Yes — unlimited point loads and uniform, trapezoidal or partial distributed loads, in any combination, because a real FEM solver superposes them exactly. Formula-based tools that only know δ = PL³/3EI cannot do this. Quick-load buttons set the classic cases (tip point, mid point, full UDL, triangular) as a starting point.
Only the design resistance: NBR 8800 divides the yield strength by γa1 = 1.10 (fy/1.10), while AISC 360 LRFD multiplies it by φb = 0.90 (0.90·fy). The calculator evaluates both side by side on every solve and shows the two utilizations in parallel; the toggle picks which code governs the lightest-profile ranking. Deflection is serviceability and code-independent.
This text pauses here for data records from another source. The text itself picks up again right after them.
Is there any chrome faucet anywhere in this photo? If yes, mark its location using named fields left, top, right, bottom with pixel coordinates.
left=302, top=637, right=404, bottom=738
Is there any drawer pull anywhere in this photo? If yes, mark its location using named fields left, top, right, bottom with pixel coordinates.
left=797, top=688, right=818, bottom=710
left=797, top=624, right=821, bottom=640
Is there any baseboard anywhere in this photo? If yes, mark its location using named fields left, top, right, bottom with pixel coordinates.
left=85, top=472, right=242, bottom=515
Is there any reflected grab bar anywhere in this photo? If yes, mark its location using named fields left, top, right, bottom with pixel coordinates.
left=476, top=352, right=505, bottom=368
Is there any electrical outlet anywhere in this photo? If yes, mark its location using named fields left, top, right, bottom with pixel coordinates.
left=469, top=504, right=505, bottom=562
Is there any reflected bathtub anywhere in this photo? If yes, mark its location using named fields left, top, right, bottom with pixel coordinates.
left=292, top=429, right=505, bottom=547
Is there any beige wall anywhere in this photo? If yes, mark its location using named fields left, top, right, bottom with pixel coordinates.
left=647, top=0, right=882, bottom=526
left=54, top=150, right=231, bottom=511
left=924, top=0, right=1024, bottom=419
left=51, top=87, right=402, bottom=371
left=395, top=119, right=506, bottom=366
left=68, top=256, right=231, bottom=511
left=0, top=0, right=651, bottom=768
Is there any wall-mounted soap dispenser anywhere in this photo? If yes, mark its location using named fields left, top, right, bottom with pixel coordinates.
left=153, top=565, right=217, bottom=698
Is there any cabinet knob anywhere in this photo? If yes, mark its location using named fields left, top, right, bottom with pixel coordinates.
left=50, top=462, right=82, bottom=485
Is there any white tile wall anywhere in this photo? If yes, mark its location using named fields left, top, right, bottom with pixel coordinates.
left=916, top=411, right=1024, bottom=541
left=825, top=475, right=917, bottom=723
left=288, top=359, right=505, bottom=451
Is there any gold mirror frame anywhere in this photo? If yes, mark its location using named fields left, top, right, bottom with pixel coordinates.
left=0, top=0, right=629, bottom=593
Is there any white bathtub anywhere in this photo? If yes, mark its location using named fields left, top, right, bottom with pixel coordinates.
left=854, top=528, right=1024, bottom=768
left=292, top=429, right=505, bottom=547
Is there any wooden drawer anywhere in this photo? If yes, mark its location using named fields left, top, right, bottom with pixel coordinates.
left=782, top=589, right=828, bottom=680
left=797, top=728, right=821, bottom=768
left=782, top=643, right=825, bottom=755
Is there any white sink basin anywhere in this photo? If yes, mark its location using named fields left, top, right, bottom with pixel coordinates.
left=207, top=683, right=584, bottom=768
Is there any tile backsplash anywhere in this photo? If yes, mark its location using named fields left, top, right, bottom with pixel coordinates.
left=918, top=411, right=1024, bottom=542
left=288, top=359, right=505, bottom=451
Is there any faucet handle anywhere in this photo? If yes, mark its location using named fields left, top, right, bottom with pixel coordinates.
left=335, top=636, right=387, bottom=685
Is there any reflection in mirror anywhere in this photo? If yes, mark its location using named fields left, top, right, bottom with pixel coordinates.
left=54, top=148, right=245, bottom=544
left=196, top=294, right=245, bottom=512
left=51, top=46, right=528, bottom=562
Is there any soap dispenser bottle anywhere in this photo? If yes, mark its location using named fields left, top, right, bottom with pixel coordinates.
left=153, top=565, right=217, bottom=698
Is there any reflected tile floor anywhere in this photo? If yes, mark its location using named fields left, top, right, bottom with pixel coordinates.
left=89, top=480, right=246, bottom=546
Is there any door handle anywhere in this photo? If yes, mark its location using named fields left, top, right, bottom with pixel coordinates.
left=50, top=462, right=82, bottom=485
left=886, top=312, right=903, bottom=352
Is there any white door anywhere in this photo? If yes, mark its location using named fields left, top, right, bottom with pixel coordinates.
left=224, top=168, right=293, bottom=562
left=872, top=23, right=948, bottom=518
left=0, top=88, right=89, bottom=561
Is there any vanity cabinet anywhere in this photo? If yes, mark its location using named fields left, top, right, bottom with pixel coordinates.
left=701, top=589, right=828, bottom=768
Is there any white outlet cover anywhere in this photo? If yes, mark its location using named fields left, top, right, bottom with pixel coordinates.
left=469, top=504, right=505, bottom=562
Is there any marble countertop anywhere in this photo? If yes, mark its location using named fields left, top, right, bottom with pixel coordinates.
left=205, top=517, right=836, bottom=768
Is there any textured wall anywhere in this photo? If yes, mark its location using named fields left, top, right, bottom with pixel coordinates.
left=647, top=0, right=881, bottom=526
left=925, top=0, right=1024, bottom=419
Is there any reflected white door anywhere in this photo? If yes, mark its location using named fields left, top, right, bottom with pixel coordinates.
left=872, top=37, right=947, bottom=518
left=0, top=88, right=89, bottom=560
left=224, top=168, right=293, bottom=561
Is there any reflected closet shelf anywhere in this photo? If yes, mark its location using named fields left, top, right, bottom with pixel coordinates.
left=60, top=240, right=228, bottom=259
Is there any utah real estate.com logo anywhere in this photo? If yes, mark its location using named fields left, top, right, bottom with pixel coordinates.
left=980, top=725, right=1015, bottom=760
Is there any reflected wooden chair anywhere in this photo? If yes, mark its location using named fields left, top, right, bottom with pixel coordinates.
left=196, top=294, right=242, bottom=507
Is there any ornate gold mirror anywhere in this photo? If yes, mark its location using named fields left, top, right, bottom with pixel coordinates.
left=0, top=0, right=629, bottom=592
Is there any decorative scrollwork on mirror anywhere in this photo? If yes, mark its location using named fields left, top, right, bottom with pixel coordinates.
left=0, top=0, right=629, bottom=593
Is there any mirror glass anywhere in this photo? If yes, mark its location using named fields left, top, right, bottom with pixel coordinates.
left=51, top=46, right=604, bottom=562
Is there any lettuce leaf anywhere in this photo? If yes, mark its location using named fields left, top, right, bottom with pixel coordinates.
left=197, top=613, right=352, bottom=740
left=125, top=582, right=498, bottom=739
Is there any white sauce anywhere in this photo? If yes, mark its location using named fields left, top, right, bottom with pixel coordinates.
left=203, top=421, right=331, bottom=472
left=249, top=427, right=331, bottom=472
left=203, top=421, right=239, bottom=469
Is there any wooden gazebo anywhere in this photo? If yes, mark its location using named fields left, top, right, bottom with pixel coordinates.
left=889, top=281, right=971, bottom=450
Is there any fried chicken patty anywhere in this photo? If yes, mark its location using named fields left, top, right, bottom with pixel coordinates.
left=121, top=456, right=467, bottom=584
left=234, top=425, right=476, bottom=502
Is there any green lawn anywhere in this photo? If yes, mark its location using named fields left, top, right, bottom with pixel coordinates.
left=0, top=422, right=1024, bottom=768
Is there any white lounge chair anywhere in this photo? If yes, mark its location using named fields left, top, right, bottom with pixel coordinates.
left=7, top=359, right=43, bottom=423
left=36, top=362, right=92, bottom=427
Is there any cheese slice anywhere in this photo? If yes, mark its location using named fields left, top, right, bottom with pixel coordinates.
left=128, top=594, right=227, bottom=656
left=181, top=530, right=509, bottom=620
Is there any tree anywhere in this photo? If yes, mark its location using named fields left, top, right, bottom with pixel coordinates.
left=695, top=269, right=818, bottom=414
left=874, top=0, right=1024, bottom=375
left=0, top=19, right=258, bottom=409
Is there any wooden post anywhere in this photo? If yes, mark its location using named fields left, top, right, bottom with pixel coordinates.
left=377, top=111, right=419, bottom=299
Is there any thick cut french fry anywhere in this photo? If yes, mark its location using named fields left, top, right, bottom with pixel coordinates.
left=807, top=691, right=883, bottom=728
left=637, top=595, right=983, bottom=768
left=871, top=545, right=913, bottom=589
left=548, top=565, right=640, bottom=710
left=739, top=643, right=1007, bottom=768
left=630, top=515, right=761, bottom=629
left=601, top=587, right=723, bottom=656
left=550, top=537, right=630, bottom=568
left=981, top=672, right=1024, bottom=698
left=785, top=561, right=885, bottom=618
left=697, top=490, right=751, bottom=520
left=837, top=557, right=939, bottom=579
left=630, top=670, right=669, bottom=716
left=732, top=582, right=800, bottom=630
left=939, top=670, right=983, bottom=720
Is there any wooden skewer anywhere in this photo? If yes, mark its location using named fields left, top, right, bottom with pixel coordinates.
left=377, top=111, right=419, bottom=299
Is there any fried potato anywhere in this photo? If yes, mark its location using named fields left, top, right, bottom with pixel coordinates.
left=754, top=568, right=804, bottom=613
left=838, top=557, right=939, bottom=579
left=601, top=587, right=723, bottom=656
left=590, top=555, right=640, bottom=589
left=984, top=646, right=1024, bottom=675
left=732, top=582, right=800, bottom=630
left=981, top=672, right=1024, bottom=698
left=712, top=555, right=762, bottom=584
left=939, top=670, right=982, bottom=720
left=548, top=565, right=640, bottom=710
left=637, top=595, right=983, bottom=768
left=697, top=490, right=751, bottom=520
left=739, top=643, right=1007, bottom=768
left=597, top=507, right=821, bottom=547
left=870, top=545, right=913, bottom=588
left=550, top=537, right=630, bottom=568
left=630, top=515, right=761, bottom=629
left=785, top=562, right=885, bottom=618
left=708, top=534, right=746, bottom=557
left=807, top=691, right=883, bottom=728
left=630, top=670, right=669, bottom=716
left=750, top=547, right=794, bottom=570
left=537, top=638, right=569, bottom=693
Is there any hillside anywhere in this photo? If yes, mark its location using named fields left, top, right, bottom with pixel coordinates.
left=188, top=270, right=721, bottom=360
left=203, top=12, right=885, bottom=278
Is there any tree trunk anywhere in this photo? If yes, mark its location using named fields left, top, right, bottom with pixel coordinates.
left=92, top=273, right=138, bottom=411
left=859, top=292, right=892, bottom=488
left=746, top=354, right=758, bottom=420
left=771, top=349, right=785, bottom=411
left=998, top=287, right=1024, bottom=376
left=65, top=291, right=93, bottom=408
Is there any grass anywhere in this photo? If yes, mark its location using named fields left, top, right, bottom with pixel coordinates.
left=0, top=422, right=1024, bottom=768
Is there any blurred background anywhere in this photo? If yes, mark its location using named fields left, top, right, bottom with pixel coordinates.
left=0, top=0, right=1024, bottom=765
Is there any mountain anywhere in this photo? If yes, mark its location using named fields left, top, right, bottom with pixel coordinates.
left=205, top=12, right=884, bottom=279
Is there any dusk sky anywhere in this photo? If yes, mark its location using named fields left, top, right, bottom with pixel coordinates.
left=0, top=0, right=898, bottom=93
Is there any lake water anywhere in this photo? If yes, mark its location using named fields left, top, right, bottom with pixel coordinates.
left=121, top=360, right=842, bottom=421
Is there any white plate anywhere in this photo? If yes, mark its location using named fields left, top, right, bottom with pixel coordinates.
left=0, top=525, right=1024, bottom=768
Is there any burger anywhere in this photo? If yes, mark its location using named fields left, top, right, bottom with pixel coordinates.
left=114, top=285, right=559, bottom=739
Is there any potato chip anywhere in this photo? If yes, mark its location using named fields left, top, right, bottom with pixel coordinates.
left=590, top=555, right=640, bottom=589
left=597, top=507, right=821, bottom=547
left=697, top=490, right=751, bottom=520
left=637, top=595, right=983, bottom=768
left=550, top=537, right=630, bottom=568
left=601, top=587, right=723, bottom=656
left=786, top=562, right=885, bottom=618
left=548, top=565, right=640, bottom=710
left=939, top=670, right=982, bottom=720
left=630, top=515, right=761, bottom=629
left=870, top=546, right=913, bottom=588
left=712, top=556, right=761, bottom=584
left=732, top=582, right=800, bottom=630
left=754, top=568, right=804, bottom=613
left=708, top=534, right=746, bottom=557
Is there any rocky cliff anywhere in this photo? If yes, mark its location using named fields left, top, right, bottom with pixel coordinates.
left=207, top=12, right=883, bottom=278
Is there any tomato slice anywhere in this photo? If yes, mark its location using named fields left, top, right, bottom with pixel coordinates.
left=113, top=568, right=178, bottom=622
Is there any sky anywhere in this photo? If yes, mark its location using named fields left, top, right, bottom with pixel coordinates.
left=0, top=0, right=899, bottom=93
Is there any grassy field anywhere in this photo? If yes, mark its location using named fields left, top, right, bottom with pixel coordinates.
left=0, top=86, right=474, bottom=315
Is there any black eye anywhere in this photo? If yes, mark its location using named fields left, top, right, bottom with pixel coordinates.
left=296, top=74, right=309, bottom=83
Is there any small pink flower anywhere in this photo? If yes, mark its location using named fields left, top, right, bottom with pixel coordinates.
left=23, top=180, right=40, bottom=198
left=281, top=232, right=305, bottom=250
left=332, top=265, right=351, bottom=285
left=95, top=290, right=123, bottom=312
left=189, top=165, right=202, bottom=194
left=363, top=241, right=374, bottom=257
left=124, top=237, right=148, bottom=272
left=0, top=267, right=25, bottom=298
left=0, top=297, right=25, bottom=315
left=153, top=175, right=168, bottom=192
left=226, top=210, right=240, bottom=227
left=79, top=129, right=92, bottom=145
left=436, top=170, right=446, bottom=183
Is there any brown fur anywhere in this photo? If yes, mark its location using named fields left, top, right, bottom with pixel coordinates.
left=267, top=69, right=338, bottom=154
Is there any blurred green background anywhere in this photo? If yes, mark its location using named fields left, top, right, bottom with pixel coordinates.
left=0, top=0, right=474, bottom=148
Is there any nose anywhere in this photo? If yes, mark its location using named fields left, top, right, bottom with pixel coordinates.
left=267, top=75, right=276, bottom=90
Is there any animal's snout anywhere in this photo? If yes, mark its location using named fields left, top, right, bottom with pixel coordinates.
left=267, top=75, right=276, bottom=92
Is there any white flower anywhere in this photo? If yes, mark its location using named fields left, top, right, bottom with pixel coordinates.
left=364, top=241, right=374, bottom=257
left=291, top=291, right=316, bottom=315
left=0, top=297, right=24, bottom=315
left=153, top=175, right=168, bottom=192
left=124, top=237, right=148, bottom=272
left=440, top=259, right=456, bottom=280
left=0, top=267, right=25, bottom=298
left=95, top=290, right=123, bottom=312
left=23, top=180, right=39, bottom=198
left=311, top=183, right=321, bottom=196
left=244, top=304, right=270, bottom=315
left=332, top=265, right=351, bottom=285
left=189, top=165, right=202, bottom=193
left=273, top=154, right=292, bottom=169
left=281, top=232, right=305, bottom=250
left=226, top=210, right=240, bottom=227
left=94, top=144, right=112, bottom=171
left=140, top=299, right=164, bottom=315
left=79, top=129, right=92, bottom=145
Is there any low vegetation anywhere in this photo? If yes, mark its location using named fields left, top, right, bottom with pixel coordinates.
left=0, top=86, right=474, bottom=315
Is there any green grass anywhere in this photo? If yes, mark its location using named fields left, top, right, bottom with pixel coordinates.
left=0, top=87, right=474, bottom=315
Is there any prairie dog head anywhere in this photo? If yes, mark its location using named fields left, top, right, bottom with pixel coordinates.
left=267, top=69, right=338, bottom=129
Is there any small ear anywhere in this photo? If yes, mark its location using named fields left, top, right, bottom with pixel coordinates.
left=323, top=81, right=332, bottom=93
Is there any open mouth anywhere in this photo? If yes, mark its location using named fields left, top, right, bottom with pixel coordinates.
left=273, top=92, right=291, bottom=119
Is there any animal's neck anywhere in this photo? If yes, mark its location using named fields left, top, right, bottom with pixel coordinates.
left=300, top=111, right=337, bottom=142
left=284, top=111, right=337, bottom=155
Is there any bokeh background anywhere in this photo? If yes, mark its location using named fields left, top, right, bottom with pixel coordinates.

Yes — full FEM analysis, unlimited loads, the full real profile catalog (W/IPE/HEA/HEB, channels, hollow sections), tip deflection and rotation, the lightest-that-pass ranking AND the PNG/SVG/CSV/PDF export are free with no login and no watermark. An account is only needed to push the model into the 3D editor for the complete NBR 8800 / AISC 360 verification, including lateral-torsional buckling and the fixed-connection design.